Search code examples
pythonpython-3.xpathlib

Pathlib relative_to remote share edge case?


It seems like in pathlib, remote share paths (e.g. //server/file.ext) do not calculate reasonable relative paths for files in the root of remote shares.

https://github.com/python/cpython/blob/3.10/Lib/pathlib.py#L789

Is there a way to check if server paths are relative that is robust to files in the root of a network share?

Below are 3 examples that show what I would expect the "correct" behaviour to be, followed by a 4th example that seems incorrect.
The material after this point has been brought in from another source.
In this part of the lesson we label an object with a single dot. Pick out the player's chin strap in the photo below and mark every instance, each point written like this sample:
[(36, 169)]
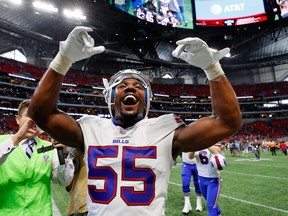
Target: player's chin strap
[(107, 88)]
This is correct / expected:

>>> path_a = pathlib.Path('C:\\bar\myfile.pdf')
>>> path_b = pathlib.Path('C:\\bar')
>>> path_a.relative_to(path_b)
WindowsPath('myfile.pdf')

This is correct / expected:

>>> path_a = pathlib.Path('C:\\myfile.pdf')
>>> path_b = pathlib.Path('C:\\')
>>> path_a.relative_to(path_b)
WindowsPath('myfile.pdf')

This is correct / expected:

>>> path_a = pathlib.Path('//server01/bar/myfile.pdf')
>>> path_b = pathlib.Path('//server01/bar')
>>> path_a.relative_to(path_b)
WindowsPath('myfile.pdf')

This is unexpected:

>>> path_a = pathlib.Path('//server01/myfile.pdf')
>>> path_b = pathlib.Path('//server01')
>>> path_a.relative_to(path_b)
Traceback (most recent call last):
  File "<stdin>", line 1, in <module>
  File "C:\Users\John\AppData\Local\Programs\Python\Python39\lib\pathlib.py", line 928, in relative_to
    raise ValueError("{!r} is not in the subpath of {!r}"
ValueError: '\\\\server01\\myfile.pdf\\' is not in the subpath of '\\server01' OR one path is relative and the other is absolute.

Both are absolute paths, and path_a is definitely relative to path_b.


Solution

  • A valid UNC path MUST contain two or more path components. Thus \\server01\myfile.pdf is not a valid UNC path.

    From the spec: https://learn.microsoft.com/en-us/openspecs/windows_protocols/ms-dfsc/149a3039-98ce-491a-9268-2f5ddef08192

    A UNC path can be used to access network resources, and MUST be in the format specified by the Universal Naming Convention.
    
    <servername>, <share> and <filename> are referred to as "pathname components" or "path components". A valid UNC path MUST contain two or more path components. <servername> is referred to as the "first pathname component", <share> as the "second pathname component", and so on. The last component of the path is also referred to as the "leaf component".